Director Foglia told us that the opera is really about exploring the minds of the climbers. But librettist Scheer barely scratches the surface of what might go through the mind of a dying man. Setting aside the question of how much real thinking a man can do when he is seriously oxygen-deprived, one would want to explore what kind of man would be driven to try to climb Mt. Everest in the first place. To say the least this is an extreme sport and many hundreds of men have lost their lives doing it. And by 1996 many men had succeeded too, starting with Sir Edmund Hillary in 1953. So why do it?
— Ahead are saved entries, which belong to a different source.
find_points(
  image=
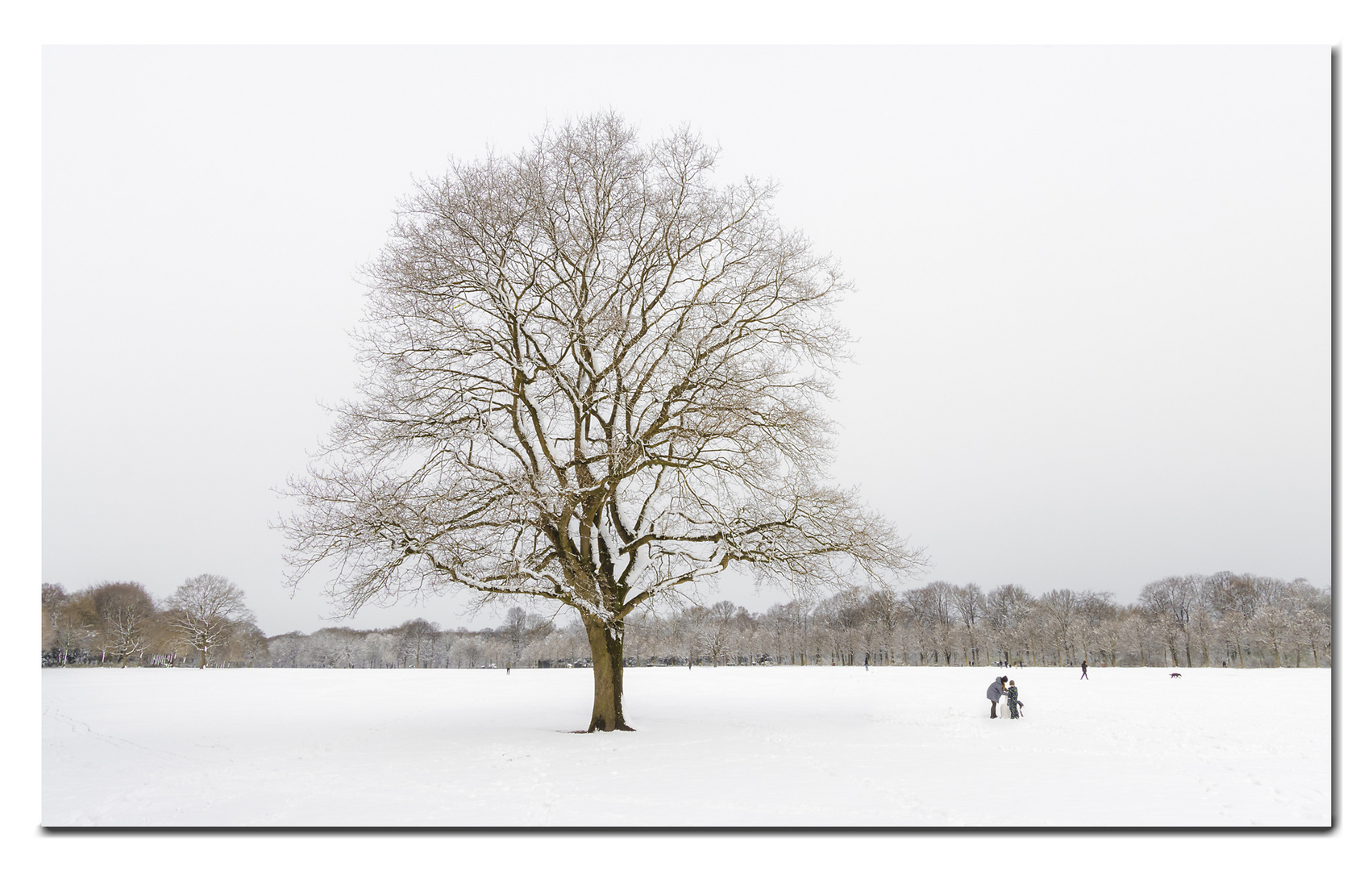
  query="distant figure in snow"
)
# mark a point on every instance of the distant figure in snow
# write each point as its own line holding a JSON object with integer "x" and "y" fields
{"x": 994, "y": 693}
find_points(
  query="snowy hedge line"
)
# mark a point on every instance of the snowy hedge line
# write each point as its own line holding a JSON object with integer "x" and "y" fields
{"x": 1216, "y": 620}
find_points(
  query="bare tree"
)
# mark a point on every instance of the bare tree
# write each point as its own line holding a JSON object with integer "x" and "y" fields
{"x": 590, "y": 377}
{"x": 516, "y": 631}
{"x": 203, "y": 612}
{"x": 124, "y": 612}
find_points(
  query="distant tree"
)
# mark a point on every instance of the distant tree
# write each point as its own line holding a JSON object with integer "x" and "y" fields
{"x": 516, "y": 632}
{"x": 416, "y": 642}
{"x": 203, "y": 612}
{"x": 124, "y": 612}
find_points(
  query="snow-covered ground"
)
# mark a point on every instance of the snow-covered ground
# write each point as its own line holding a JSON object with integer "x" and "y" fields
{"x": 715, "y": 747}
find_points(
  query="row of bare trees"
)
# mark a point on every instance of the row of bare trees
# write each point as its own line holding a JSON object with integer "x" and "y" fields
{"x": 205, "y": 622}
{"x": 525, "y": 640}
{"x": 1194, "y": 620}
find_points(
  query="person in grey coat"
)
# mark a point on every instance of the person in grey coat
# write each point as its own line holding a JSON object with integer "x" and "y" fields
{"x": 994, "y": 693}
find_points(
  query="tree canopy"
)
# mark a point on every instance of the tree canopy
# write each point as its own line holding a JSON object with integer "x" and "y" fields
{"x": 590, "y": 377}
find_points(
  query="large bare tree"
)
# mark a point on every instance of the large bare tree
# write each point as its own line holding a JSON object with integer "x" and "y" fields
{"x": 590, "y": 377}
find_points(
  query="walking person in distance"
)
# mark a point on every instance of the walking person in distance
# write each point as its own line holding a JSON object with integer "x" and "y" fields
{"x": 994, "y": 693}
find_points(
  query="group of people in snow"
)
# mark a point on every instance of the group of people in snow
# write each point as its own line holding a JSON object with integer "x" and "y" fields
{"x": 1004, "y": 686}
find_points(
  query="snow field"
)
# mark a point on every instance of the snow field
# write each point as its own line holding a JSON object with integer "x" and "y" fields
{"x": 717, "y": 747}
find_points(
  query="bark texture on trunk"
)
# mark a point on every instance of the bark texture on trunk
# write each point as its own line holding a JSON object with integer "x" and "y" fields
{"x": 607, "y": 644}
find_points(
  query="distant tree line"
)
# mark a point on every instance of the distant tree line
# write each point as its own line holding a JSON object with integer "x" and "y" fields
{"x": 203, "y": 623}
{"x": 1192, "y": 620}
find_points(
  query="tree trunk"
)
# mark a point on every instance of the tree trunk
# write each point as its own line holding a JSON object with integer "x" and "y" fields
{"x": 607, "y": 645}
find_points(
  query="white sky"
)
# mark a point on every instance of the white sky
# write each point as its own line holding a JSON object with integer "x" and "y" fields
{"x": 1092, "y": 313}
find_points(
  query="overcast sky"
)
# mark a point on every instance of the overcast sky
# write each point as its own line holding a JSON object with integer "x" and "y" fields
{"x": 1092, "y": 306}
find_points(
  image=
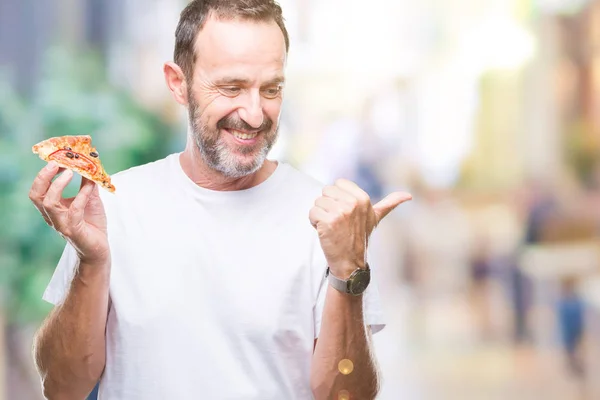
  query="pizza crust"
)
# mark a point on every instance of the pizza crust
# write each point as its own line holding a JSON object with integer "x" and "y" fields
{"x": 77, "y": 154}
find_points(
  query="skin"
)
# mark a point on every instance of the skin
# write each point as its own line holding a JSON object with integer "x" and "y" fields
{"x": 236, "y": 85}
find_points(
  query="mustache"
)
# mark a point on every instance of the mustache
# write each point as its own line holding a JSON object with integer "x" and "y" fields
{"x": 237, "y": 124}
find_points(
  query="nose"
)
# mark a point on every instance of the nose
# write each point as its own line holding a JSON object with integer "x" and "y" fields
{"x": 251, "y": 110}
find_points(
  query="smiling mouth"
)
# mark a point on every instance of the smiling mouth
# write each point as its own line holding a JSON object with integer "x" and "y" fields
{"x": 243, "y": 135}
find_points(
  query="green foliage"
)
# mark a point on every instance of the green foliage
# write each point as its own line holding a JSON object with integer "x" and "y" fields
{"x": 73, "y": 97}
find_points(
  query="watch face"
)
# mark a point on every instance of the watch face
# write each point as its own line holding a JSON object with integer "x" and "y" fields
{"x": 360, "y": 282}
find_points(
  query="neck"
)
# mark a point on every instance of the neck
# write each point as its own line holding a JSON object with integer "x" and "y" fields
{"x": 202, "y": 175}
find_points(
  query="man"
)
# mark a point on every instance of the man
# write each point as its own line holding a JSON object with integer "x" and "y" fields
{"x": 205, "y": 274}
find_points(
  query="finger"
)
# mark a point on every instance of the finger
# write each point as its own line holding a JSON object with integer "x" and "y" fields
{"x": 42, "y": 183}
{"x": 353, "y": 189}
{"x": 52, "y": 200}
{"x": 317, "y": 215}
{"x": 328, "y": 204}
{"x": 40, "y": 186}
{"x": 337, "y": 193}
{"x": 77, "y": 209}
{"x": 84, "y": 181}
{"x": 391, "y": 201}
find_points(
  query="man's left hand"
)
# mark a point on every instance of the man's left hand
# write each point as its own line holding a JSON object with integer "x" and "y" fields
{"x": 344, "y": 218}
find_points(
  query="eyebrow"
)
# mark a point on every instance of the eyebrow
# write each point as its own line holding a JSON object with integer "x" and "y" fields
{"x": 241, "y": 81}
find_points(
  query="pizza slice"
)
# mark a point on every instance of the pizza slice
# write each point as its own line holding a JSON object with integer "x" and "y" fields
{"x": 75, "y": 153}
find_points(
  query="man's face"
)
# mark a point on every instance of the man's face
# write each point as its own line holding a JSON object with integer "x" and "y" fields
{"x": 236, "y": 93}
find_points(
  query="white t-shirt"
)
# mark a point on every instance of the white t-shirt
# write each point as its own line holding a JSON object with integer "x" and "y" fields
{"x": 214, "y": 295}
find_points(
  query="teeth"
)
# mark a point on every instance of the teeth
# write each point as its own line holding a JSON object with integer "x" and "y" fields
{"x": 245, "y": 136}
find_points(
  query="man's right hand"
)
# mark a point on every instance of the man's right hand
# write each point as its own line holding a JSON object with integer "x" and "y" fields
{"x": 81, "y": 220}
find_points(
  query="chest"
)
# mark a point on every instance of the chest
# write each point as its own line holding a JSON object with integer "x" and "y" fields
{"x": 241, "y": 275}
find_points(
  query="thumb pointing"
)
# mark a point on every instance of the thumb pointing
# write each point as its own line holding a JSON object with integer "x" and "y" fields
{"x": 389, "y": 203}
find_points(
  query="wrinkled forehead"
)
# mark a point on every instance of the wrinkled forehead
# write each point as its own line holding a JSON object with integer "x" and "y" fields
{"x": 236, "y": 46}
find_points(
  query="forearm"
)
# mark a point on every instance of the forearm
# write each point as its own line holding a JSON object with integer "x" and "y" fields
{"x": 343, "y": 336}
{"x": 70, "y": 347}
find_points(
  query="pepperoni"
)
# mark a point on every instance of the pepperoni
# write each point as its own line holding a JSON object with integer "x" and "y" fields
{"x": 76, "y": 160}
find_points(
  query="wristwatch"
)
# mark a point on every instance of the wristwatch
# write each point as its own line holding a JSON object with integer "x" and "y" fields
{"x": 355, "y": 285}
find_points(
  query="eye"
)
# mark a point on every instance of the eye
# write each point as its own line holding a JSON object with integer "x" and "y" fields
{"x": 230, "y": 91}
{"x": 271, "y": 92}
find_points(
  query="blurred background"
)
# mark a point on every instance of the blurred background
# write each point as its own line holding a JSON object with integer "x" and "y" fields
{"x": 487, "y": 111}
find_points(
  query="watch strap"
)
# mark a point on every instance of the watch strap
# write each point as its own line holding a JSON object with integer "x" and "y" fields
{"x": 338, "y": 284}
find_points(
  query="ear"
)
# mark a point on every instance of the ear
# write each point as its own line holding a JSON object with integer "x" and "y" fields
{"x": 176, "y": 82}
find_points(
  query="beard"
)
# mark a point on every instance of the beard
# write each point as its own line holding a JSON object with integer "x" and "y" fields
{"x": 221, "y": 156}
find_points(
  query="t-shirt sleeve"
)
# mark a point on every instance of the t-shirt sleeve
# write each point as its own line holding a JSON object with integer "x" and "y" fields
{"x": 372, "y": 307}
{"x": 57, "y": 289}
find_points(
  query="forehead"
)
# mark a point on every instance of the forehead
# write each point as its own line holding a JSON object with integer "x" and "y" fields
{"x": 251, "y": 50}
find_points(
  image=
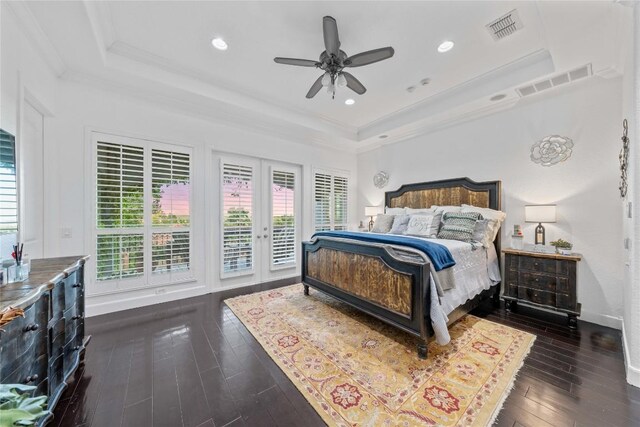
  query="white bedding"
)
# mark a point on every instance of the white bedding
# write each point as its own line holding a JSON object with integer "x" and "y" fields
{"x": 476, "y": 269}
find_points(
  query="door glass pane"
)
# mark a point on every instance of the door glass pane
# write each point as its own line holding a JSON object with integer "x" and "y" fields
{"x": 237, "y": 212}
{"x": 283, "y": 242}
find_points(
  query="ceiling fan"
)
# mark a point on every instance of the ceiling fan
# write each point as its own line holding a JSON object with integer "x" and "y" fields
{"x": 333, "y": 61}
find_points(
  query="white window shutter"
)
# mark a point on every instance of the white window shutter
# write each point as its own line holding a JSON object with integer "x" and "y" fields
{"x": 237, "y": 214}
{"x": 283, "y": 241}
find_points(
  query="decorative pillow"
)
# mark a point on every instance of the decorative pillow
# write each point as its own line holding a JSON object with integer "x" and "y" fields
{"x": 459, "y": 225}
{"x": 424, "y": 225}
{"x": 496, "y": 218}
{"x": 411, "y": 211}
{"x": 483, "y": 232}
{"x": 400, "y": 224}
{"x": 445, "y": 209}
{"x": 394, "y": 211}
{"x": 383, "y": 223}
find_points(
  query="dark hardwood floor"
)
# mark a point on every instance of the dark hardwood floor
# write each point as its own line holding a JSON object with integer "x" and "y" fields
{"x": 193, "y": 363}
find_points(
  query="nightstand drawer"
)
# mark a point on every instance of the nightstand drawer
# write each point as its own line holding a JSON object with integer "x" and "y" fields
{"x": 537, "y": 296}
{"x": 541, "y": 265}
{"x": 544, "y": 282}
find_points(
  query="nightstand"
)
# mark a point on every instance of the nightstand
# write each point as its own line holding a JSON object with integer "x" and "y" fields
{"x": 542, "y": 280}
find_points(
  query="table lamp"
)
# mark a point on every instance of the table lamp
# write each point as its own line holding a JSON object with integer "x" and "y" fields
{"x": 540, "y": 214}
{"x": 371, "y": 211}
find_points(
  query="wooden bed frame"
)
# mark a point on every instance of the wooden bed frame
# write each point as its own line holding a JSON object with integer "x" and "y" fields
{"x": 383, "y": 282}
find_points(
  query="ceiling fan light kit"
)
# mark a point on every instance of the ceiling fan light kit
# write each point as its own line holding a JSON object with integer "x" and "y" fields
{"x": 333, "y": 61}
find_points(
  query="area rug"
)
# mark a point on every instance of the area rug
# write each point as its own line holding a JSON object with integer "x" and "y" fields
{"x": 357, "y": 371}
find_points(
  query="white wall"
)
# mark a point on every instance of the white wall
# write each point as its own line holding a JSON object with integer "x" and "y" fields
{"x": 24, "y": 75}
{"x": 631, "y": 261}
{"x": 497, "y": 148}
{"x": 82, "y": 108}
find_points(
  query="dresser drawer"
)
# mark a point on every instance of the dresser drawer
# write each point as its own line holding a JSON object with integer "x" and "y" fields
{"x": 57, "y": 300}
{"x": 540, "y": 265}
{"x": 543, "y": 282}
{"x": 537, "y": 296}
{"x": 73, "y": 288}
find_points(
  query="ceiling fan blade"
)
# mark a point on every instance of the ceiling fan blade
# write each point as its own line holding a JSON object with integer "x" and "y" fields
{"x": 369, "y": 57}
{"x": 330, "y": 32}
{"x": 354, "y": 84}
{"x": 296, "y": 61}
{"x": 315, "y": 88}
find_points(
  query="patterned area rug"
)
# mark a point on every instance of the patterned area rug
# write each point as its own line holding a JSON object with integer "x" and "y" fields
{"x": 357, "y": 371}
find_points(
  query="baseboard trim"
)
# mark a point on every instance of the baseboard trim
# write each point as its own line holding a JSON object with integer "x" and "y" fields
{"x": 601, "y": 319}
{"x": 633, "y": 373}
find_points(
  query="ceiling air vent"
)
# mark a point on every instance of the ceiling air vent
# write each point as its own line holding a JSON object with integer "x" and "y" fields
{"x": 554, "y": 81}
{"x": 505, "y": 25}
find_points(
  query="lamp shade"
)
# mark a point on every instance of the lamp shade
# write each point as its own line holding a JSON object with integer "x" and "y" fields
{"x": 371, "y": 210}
{"x": 540, "y": 213}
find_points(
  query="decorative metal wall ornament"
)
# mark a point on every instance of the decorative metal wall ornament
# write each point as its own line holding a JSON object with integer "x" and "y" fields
{"x": 624, "y": 159}
{"x": 381, "y": 179}
{"x": 551, "y": 150}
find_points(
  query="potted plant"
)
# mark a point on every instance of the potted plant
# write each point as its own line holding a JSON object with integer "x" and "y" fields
{"x": 18, "y": 408}
{"x": 562, "y": 246}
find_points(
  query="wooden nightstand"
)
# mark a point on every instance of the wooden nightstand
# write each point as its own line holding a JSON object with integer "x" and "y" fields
{"x": 542, "y": 280}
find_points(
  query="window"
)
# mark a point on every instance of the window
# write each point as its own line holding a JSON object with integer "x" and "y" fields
{"x": 237, "y": 211}
{"x": 283, "y": 219}
{"x": 143, "y": 217}
{"x": 8, "y": 190}
{"x": 330, "y": 194}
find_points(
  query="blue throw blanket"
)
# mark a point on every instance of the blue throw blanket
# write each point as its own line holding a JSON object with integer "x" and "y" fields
{"x": 439, "y": 254}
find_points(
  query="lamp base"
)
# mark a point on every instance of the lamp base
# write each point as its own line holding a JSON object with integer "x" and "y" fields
{"x": 539, "y": 234}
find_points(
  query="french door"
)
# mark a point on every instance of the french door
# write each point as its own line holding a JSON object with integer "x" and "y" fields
{"x": 259, "y": 220}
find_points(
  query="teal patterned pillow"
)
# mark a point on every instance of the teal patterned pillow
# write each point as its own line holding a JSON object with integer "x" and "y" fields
{"x": 459, "y": 225}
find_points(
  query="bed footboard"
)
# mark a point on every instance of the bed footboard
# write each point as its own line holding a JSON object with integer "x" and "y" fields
{"x": 374, "y": 279}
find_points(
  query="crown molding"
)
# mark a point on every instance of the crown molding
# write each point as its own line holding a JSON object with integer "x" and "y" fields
{"x": 101, "y": 24}
{"x": 445, "y": 120}
{"x": 221, "y": 90}
{"x": 213, "y": 111}
{"x": 526, "y": 68}
{"x": 29, "y": 25}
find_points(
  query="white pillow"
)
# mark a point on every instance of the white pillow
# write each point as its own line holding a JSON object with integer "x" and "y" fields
{"x": 394, "y": 211}
{"x": 424, "y": 225}
{"x": 483, "y": 232}
{"x": 411, "y": 211}
{"x": 383, "y": 223}
{"x": 496, "y": 218}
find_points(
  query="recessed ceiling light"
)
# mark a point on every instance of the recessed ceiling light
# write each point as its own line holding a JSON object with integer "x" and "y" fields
{"x": 219, "y": 44}
{"x": 445, "y": 46}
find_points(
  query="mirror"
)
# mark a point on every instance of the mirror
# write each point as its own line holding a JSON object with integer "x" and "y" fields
{"x": 8, "y": 189}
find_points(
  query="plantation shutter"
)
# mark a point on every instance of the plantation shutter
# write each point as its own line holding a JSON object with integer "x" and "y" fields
{"x": 171, "y": 195}
{"x": 8, "y": 189}
{"x": 322, "y": 202}
{"x": 283, "y": 242}
{"x": 330, "y": 202}
{"x": 237, "y": 213}
{"x": 339, "y": 203}
{"x": 120, "y": 211}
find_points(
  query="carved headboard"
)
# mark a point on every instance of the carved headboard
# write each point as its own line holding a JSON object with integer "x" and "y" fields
{"x": 453, "y": 192}
{"x": 448, "y": 192}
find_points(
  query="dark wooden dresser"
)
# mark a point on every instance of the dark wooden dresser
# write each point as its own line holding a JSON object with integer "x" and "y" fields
{"x": 542, "y": 280}
{"x": 44, "y": 347}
And surely dying men, even in their hallucinations – perhaps especially in their hallucinations – also reflect on what they have achieved in their lives and what they will leave behind as they depart this earth. Interestingly, when the European premiere of Everest was given in 2018, presumably with the approval of Talbot and Scheer, instead of mountain-climbing scenes and mountaineers in full climbing gear, the producers set the opera in a sanatorium and attempted “to make the hallucinations of the mountaineers visible.” Based on what I saw in Austin, the work cries out for an alternative approach.
But while Everest has some fairly major conceptual flaws, Joby Talbot has long since established himself as a composer capable of great things. Just a few years ago the Austin-based choral group Conspirare performed and recorded the composer’s totally enthralling magnus opus Path of Miracles, inspired by the ancient pilgrimage from France to Spain’s Cathedral of Santiago de Compostela. And Dallas Opera has such faith in Joby Talbot’s operatic gifts and Gene Scheer’s writing talent they have commissioned The Diving Bell and the Butterfly, to be premiered next season, in March, 2021.
Austin Opera has one more production this season, Puccini’s Turandot in a production borrowed from Lyric Opera of Kansas City, and it will have three performances April 25 – May 3. Next season Austin Opera will give the local premiere of Mason Bates The (R)evolution of Steve Jobs, along with Tosca and The Marriage of Figaro. In timely fashion it will also offer Sarah Kirkland Snider’s Penelope billed as “Austin Opera’s first opera by a female composer.”
Finally, Austin Opera deserves credit not only for consistently presenting new work along with the old favorites, but also for at least dipping its toes in new technology. For example, the program book for Everest made use of a QR code on the cover to transport interested patrons to supplemental material on both the mountain and the opera. Admittedly, this first venture in Augmented Reality was very limited in scope but it opens up a whole new world of possibilities, especially for a younger generation.